Parfrey P S, Harnett J D
Division of Nephrology, Memorial University of Newfoundland, St. John's, Canada.
Curr Opin Nephrol Hypertens. 1994 Mar;3(2):145-54. doi: 10.1097/00041552-199403000-00004.
The burden of cardiac disease is high in chronic uremia. Cardiomyopathy results from a combination of cardiac disorders, particularly dilated cardiomyopathy, left ventricular hypertrophy with normal systolic function, and ischemic heart disease. The prognosis for these cardiac disorders is poor. Known potentially reversible risk factors include uremia, anemia, hypertension, smoking, coronary artery disease, hyperparathyroidism, hyperlipoproteinemia, and left ventricular hypertrophy. Randomized controlled clinical trials of interventions that may prevent or ameliorate cardiac disease in dialysis patients are required.

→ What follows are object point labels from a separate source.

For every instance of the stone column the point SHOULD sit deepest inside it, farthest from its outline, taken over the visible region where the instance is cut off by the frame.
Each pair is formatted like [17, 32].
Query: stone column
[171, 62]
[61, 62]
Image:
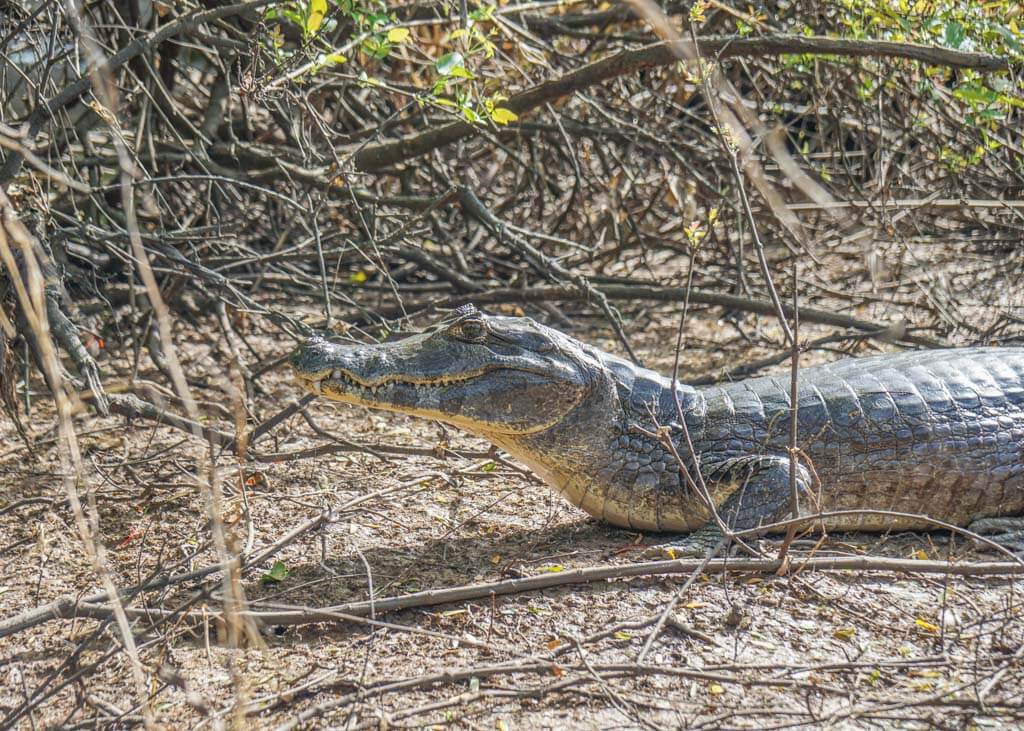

These interventions include normalization of hematocrit with erythropoietin compared with partial correction of anemia, increased amount of dialysis compared with that provided by a dialysis prescription of KT/V of 1., control of blood pressure using angiotensin-converting enzyme inhibitors compared with other antihypertensive agents, control of hyperlipidemia, and treatment of diabetes with agents that prevent collagen cross-linking.
慢性尿毒症患者的心脏疾病负担较重。心肌病是由多种心脏疾病共同导致的,特别是扩张型心肌病、收缩功能正常的左心室肥厚以及缺血性心脏病。这些心脏疾病的预后较差。已知的潜在可逆危险因素包括尿毒症、贫血、高血压、吸烟、冠状动脉疾病、甲状旁腺功能亢进、高脂蛋白血症以及左心室肥厚。需要开展随机对照临床试验,以研究可能预防或改善透析患者心脏疾病的干预措施。这些干预措施包括:使用促红细胞生成素使血细胞比容正常化与部分纠正贫血相比;增加透析量与 KT/V 值为 1. 的透析处方相比;使用血管紧张素转换酶抑制剂控制血压与使用其他抗高血压药物相比;控制高脂血症;以及使用防止胶原交联的药物治疗糖尿病。